Emilio: Ben de bu bölgeler hakkında fazla bilgiye sahip değilim. Yabancılar bu bölgelere giremiyorlardı. Buralara girmek için özel izin gerekiyordu ve bu izine başvurduğunda, belki de Kolombiya’dan sağ çıkamayabilirdin. Örneğin, üç İrlandalı genç, sadece bu bölgelerin yakınında görüldükleri için tutuklandılar ve şimdi FARC üyesi olmak suçlamasıyla yargılanıyorlar.
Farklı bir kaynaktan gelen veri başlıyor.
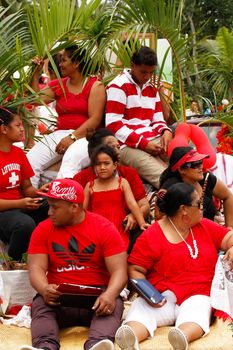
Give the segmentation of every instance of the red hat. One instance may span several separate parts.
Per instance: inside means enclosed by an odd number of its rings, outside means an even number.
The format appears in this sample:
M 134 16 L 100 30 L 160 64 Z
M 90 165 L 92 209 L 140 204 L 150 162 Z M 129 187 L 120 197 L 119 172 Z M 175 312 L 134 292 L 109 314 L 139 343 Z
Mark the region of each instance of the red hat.
M 172 167 L 172 171 L 176 171 L 180 166 L 184 165 L 185 163 L 192 163 L 197 162 L 198 160 L 202 160 L 205 158 L 209 158 L 208 154 L 201 154 L 192 149 L 188 153 L 186 153 L 182 158 L 178 160 L 177 163 L 175 163 Z
M 53 180 L 49 185 L 48 192 L 37 192 L 37 194 L 72 203 L 81 204 L 84 201 L 82 186 L 77 181 L 71 179 Z

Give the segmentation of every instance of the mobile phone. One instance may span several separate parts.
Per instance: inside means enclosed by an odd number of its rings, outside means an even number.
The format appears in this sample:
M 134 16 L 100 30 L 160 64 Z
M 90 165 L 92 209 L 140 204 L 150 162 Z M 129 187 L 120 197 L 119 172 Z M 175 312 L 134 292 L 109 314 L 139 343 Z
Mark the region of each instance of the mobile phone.
M 37 199 L 36 203 L 43 203 L 45 200 L 46 200 L 46 198 L 41 197 L 41 198 Z
M 131 278 L 131 284 L 150 305 L 156 305 L 165 300 L 164 296 L 145 278 Z

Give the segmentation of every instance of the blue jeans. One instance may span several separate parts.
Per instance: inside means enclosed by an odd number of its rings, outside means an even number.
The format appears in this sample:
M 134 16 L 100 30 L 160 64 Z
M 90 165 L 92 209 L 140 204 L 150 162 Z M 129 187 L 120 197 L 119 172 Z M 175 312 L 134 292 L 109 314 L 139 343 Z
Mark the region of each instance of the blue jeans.
M 116 300 L 114 312 L 109 316 L 95 316 L 90 309 L 72 307 L 52 307 L 45 304 L 39 294 L 32 303 L 32 345 L 36 348 L 58 350 L 60 348 L 59 329 L 84 326 L 90 327 L 84 349 L 88 350 L 103 339 L 114 342 L 115 333 L 120 327 L 123 301 Z

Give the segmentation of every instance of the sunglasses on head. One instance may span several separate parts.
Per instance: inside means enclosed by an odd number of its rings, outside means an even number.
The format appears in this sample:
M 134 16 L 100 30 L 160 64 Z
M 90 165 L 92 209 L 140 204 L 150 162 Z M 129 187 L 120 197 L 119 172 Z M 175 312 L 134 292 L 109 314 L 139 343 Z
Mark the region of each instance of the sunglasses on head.
M 188 207 L 198 208 L 203 210 L 203 202 L 199 199 L 196 204 L 186 204 Z
M 196 162 L 188 162 L 185 163 L 182 167 L 183 168 L 191 168 L 191 169 L 197 169 L 203 164 L 203 160 L 197 160 Z

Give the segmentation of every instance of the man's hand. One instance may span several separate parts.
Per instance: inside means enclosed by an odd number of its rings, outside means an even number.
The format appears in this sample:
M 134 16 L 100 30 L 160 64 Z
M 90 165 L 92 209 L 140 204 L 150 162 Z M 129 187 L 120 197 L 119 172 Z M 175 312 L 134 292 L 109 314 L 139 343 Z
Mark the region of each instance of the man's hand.
M 107 291 L 103 292 L 97 299 L 92 308 L 96 316 L 109 316 L 115 309 L 115 298 Z
M 161 152 L 163 152 L 163 148 L 152 140 L 148 142 L 144 151 L 156 157 L 159 156 Z
M 72 143 L 74 143 L 74 141 L 69 136 L 63 137 L 63 139 L 61 139 L 61 141 L 58 143 L 55 151 L 58 154 L 64 154 Z
M 164 151 L 167 153 L 169 142 L 172 140 L 172 133 L 169 130 L 165 130 L 163 135 L 160 138 L 161 146 Z
M 126 215 L 126 217 L 123 220 L 123 226 L 125 228 L 125 231 L 134 230 L 137 227 L 138 223 L 135 217 L 132 213 Z
M 59 305 L 57 302 L 58 297 L 61 295 L 60 292 L 57 291 L 58 285 L 56 284 L 48 284 L 44 291 L 42 292 L 42 297 L 44 301 L 48 305 Z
Ancak, ordunun kuşattığı, ekonomik abluka uygulanan ve içinde paramiliterlerin faaliyette olduğu bir toprak parçasında hayatın nasıl olabileceğini tahmin etmek zor değil. Dışarıdan mal almak yasaktı. Dolayısıyla, bu bölgenin mükemmel bir yer olmasını beklemek mümkün değil. Pek çok ekonomik sorun olması kaçınılmazdır. Aynı zamanda istihbarat faaliyeti de devam ediyordu. FARC Genel Sekreteri Marulanda o bölgede olduğu için sürekli havadan, uydudan gözetleme yapılıyordu.
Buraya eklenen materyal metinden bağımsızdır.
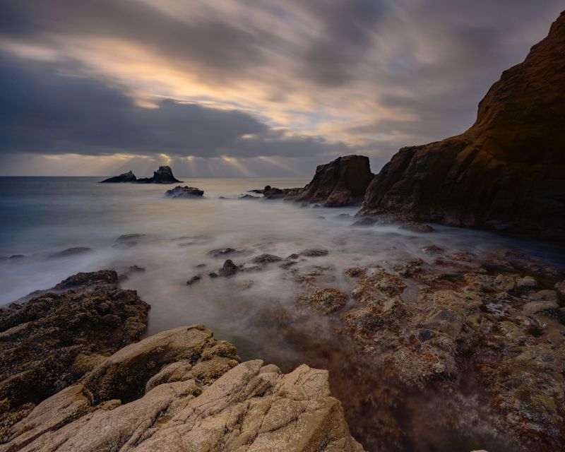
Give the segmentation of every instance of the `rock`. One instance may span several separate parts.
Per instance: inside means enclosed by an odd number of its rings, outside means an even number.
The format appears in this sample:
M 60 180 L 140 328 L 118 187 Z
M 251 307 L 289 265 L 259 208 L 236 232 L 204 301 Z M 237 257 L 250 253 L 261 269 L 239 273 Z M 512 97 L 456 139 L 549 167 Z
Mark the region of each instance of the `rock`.
M 143 177 L 136 181 L 138 184 L 174 184 L 182 182 L 172 175 L 171 167 L 159 167 L 157 171 L 153 172 L 153 177 Z
M 405 230 L 412 232 L 433 232 L 435 230 L 429 225 L 413 222 L 400 225 L 398 226 L 398 229 Z
M 278 256 L 275 256 L 274 254 L 265 254 L 254 258 L 251 260 L 251 262 L 253 262 L 254 263 L 267 264 L 267 263 L 272 263 L 273 262 L 278 262 L 282 260 L 282 258 L 279 257 Z
M 347 298 L 347 295 L 338 289 L 315 287 L 313 290 L 300 295 L 297 299 L 297 303 L 299 306 L 328 314 L 343 308 Z
M 186 281 L 186 285 L 192 285 L 195 282 L 198 282 L 200 280 L 202 279 L 201 275 L 195 275 L 192 278 L 191 278 L 188 281 Z
M 362 452 L 326 371 L 238 362 L 202 326 L 165 331 L 44 400 L 0 450 Z
M 555 283 L 555 290 L 557 291 L 557 295 L 563 301 L 565 301 L 565 281 Z
M 237 266 L 234 263 L 232 259 L 227 259 L 224 262 L 224 265 L 220 270 L 220 274 L 222 276 L 233 276 L 236 273 L 237 273 Z
M 359 204 L 373 176 L 369 157 L 364 155 L 338 157 L 316 169 L 314 179 L 297 200 L 322 202 L 325 207 Z
M 218 248 L 217 249 L 211 249 L 208 254 L 213 257 L 223 257 L 224 256 L 232 256 L 234 254 L 241 254 L 242 251 L 234 249 L 234 248 Z
M 304 189 L 275 189 L 267 185 L 263 191 L 263 196 L 267 199 L 295 199 Z
M 516 288 L 521 290 L 535 289 L 537 287 L 537 281 L 531 276 L 524 276 L 516 282 Z
M 118 273 L 118 280 L 119 281 L 125 281 L 129 280 L 129 277 L 135 273 L 144 273 L 145 269 L 139 266 L 130 266 L 129 267 L 117 268 L 116 271 Z
M 163 182 L 164 183 L 164 182 Z M 181 186 L 177 185 L 174 189 L 165 192 L 165 198 L 201 198 L 204 192 L 194 186 Z
M 564 62 L 562 13 L 502 73 L 468 130 L 394 155 L 361 213 L 564 239 Z
M 73 248 L 67 248 L 61 251 L 57 251 L 51 254 L 49 257 L 69 257 L 70 256 L 76 256 L 77 254 L 84 254 L 89 251 L 93 251 L 92 249 L 86 246 L 74 246 Z
M 522 309 L 522 312 L 526 315 L 533 315 L 541 312 L 542 311 L 555 310 L 559 307 L 559 304 L 555 300 L 538 300 L 536 302 L 530 302 L 524 305 Z
M 78 273 L 0 309 L 0 400 L 17 410 L 74 383 L 88 368 L 75 364 L 80 356 L 88 360 L 138 340 L 148 310 L 107 270 Z
M 237 199 L 261 199 L 261 196 L 254 196 L 253 195 L 244 194 L 237 196 Z
M 137 180 L 136 175 L 131 171 L 123 172 L 119 176 L 114 176 L 100 181 L 100 184 L 117 184 L 119 182 L 135 182 Z
M 445 251 L 441 246 L 434 244 L 422 246 L 422 251 L 429 254 L 439 254 Z
M 305 256 L 307 257 L 320 257 L 321 256 L 328 256 L 329 251 L 327 249 L 322 249 L 320 248 L 310 248 L 300 251 L 300 256 Z M 292 255 L 291 255 L 292 256 Z M 290 256 L 289 256 L 290 258 Z

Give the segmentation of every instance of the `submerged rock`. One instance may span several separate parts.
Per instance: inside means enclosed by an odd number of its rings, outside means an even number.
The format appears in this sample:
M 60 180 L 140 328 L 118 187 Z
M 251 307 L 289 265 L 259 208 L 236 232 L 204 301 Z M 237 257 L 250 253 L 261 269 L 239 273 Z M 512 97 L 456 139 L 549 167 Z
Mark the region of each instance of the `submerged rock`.
M 461 135 L 403 148 L 361 213 L 565 239 L 565 13 L 504 71 Z
M 137 180 L 136 175 L 131 172 L 123 172 L 119 176 L 114 176 L 100 181 L 100 184 L 117 184 L 119 182 L 135 182 Z
M 68 257 L 69 256 L 76 256 L 77 254 L 83 254 L 93 251 L 91 248 L 87 246 L 74 246 L 73 248 L 67 248 L 61 251 L 57 251 L 51 254 L 49 257 Z
M 239 362 L 201 325 L 164 331 L 44 400 L 10 429 L 4 450 L 363 451 L 326 371 L 303 364 L 285 375 Z
M 200 198 L 204 192 L 194 186 L 181 186 L 178 185 L 174 189 L 165 192 L 165 198 Z

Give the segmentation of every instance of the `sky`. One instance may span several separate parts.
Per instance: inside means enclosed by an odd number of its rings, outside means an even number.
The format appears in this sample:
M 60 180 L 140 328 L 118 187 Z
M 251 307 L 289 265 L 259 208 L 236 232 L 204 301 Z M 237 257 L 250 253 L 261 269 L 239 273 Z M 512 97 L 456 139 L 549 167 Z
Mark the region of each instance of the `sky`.
M 561 0 L 1 0 L 0 175 L 378 172 L 464 131 Z

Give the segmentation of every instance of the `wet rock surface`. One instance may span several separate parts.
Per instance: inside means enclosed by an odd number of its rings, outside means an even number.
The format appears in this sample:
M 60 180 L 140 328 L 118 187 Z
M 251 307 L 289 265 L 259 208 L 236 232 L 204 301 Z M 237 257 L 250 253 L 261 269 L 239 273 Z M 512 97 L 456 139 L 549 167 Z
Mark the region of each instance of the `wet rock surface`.
M 326 371 L 239 363 L 202 325 L 164 331 L 44 400 L 0 451 L 363 450 Z
M 504 71 L 461 135 L 402 148 L 361 213 L 565 239 L 565 13 Z
M 369 157 L 364 155 L 338 157 L 316 169 L 314 179 L 297 200 L 321 202 L 326 207 L 360 204 L 373 176 Z
M 204 192 L 194 186 L 182 186 L 178 185 L 174 189 L 165 192 L 165 198 L 201 198 Z
M 0 309 L 2 428 L 138 340 L 148 310 L 135 291 L 119 289 L 113 270 L 78 273 Z

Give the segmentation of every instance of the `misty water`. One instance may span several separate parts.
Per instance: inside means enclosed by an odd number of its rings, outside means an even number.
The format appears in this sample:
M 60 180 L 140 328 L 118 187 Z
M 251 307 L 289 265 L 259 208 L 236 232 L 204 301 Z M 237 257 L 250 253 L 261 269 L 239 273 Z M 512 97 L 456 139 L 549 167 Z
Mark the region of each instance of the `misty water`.
M 171 186 L 97 184 L 100 179 L 0 178 L 0 304 L 80 271 L 143 267 L 145 272 L 131 274 L 122 287 L 137 290 L 151 305 L 148 335 L 202 323 L 217 338 L 232 342 L 244 360 L 263 359 L 285 371 L 302 362 L 328 369 L 332 391 L 345 407 L 352 432 L 365 444 L 371 429 L 379 428 L 377 414 L 355 400 L 379 385 L 379 376 L 370 381 L 361 376 L 355 367 L 369 364 L 363 357 L 351 359 L 347 343 L 332 333 L 335 317 L 310 314 L 285 329 L 275 321 L 295 309 L 297 297 L 305 290 L 296 282 L 297 275 L 321 268 L 316 285 L 350 292 L 355 280 L 345 275 L 345 268 L 388 267 L 410 257 L 429 260 L 422 248 L 432 244 L 447 251 L 475 254 L 513 248 L 557 266 L 562 256 L 547 244 L 470 230 L 434 225 L 432 234 L 417 234 L 394 225 L 355 227 L 355 208 L 237 199 L 266 184 L 301 186 L 307 182 L 302 179 L 179 177 L 183 185 L 198 187 L 205 196 L 170 199 L 163 195 Z M 129 234 L 144 235 L 132 239 L 135 244 L 117 246 L 119 236 Z M 91 251 L 52 257 L 79 246 Z M 221 257 L 209 254 L 226 247 L 239 252 Z M 323 249 L 328 254 L 304 257 L 296 270 L 274 263 L 229 278 L 208 276 L 227 257 L 249 266 L 262 254 L 285 257 L 307 249 Z M 13 255 L 24 257 L 9 258 Z M 201 264 L 206 267 L 196 268 Z M 198 273 L 201 280 L 186 285 Z M 403 298 L 413 302 L 415 293 L 415 287 L 409 285 Z M 441 399 L 432 395 L 427 401 L 432 406 Z M 422 450 L 448 450 L 447 446 L 421 446 Z

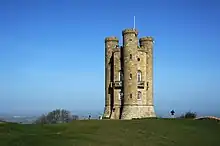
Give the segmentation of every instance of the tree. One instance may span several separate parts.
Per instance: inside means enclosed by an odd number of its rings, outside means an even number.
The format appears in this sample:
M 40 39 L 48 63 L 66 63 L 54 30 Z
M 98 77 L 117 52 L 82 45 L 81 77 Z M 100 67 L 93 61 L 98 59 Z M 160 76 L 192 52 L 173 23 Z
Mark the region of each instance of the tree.
M 56 109 L 49 112 L 47 115 L 40 116 L 35 123 L 37 124 L 57 124 L 68 123 L 73 120 L 73 116 L 70 111 L 64 109 Z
Bu bölgelerde kurulan halk meclislerinden de bahsetmek gerekir. FARC, bölgede bulunan tüm kitle örgütlerini, insan hakları kuruluşlarını toplayarak, tartışmalar örgütlüyordu. Halka açık tartışmalarda, nasıl bir gelecek kurulacağı, Kolombiya’daki insan hakları durumu gibi pek çok konu tartışılıyordu. Aynı zamanda bölgede halk mahkemeleri de kurulmuştu.
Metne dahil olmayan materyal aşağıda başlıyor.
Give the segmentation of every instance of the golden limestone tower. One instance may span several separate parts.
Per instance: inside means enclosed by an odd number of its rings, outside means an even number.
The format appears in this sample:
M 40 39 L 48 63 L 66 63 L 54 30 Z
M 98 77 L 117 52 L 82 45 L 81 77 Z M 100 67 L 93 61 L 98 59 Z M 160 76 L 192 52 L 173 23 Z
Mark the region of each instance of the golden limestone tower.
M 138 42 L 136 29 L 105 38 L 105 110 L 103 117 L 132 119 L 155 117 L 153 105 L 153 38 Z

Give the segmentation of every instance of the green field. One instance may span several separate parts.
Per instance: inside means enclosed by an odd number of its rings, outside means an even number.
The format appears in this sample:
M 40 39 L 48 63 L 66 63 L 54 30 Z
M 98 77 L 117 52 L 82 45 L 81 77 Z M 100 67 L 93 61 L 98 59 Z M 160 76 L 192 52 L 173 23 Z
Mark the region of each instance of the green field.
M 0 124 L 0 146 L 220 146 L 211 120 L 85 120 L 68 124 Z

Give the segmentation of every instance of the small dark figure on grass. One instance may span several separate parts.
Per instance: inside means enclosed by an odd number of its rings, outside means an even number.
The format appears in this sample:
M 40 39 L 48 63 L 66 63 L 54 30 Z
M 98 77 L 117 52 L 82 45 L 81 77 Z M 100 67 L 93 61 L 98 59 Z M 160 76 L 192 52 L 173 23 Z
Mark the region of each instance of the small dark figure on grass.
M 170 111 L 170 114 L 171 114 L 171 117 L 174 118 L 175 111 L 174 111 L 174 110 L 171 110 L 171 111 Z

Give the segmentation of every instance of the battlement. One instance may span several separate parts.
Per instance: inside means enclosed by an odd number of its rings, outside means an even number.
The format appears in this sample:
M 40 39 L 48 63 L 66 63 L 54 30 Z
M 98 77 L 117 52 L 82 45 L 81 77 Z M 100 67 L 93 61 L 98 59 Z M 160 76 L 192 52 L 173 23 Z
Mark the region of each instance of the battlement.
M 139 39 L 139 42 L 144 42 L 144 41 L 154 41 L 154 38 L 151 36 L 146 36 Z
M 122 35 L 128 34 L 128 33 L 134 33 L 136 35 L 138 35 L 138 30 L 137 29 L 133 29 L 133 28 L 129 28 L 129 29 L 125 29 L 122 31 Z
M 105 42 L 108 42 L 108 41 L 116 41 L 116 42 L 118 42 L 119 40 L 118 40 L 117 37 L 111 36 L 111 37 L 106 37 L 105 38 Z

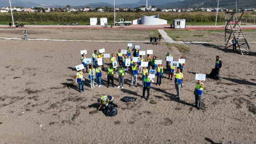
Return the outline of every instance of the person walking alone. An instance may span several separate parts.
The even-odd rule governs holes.
[[[178,68],[178,72],[174,74],[175,76],[175,88],[177,91],[178,99],[180,100],[180,89],[181,85],[184,85],[184,79],[183,78],[183,74],[180,72],[180,68]]]

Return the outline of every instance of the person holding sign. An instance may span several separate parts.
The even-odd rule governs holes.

* Kentlerdeki durum üzerine neler söyleyebilirsiniz?

David: Başkent Bogota, diğer kentlerden oldukça farklıdır. Bogota’da durum oldukça sakin görünür. FARC, bazen bu kentte bombalama eylemleri yapar; ama bu oldukça seyrek olur. Paramiliterler çok fazla etkin değillerdir. Dolayısıyla sadece Bogota’ya bakmak, Kolombiya hakkında yanlış bir fikir verebilir.

Kolombiya’daki diğer kentlerde durum oldukça farklıdır. Örneğin Kolombiya’nın başlıca petrol üretim merkezi olan Barrancabermeja’da durum oldukça farklıdır. Geleneksel olarak, bu kent çok mücadelecidir. 1948’de bu kentte bir Kızıl Cumhuriyet ilan edilmişti. Barrancabermejalı işçiler, yürüttükleri mücadeleler sonucunda, petrol rafinerilerinin devletleştirilmesini sağlamışlardı. Bu kent, eskiden beri, çoğu ELN’nin etkisi altında bulunan çok sayıda toplumsal hareketin de ev sahibidir.

Birkaç yıl önce, paramiliterler şehri “almaya” karar verdiler. Özel bir strateji geliştirdiler. Başka kentlerdeki paramiliterleri Barrancabermeja’ya getirdiler. Onlara iş buldular. Ardından kanlı cinayetlerle kenti işgal etmeye giriştiler. Pek çok sendikacıyı, köylüyü, tüccarı, işçiyi katlettiler. Bunlar, son iki yılda, yani “barış süreci”nde yaşandı. Şu an paramiliterler, tüm kenti kontrol ediyorlar. İş istiyorsanız, paramiliterlere gitmeniz gerekiyor. Petrol şirketinden petrol çalarak kendilerini finanse ediyorlar. Uyuşturucu ticaretini ellerinde tutuyorlar. Okulda çocukların hangi renkte üniforma giyeceğine onlar karar veriyor. Sokaklarda devriye geziyorlar, uzun saçlı bir erkek gördüklerinde zorla saçını kestiriyorlar, mini etekli bir kadın gördüklerinde daha uzun bir etek giymesini söylüyorlar vb. Yani, hayatın hemen tüm boyutlarını fiilen belirliyorlar. Bu, Kolombiya’daki büyük şehirler içinde en aşırı durumu oluşturuyor. Medellin kentinde, yakın zamanda ordu ve polis, bir varoşu işgal ettiler ve onlarla kentli milisler arasında sert çatışmalar oldu. Dolayısıyla, her kentte durumun farklı olduğunu söyleyebilirim.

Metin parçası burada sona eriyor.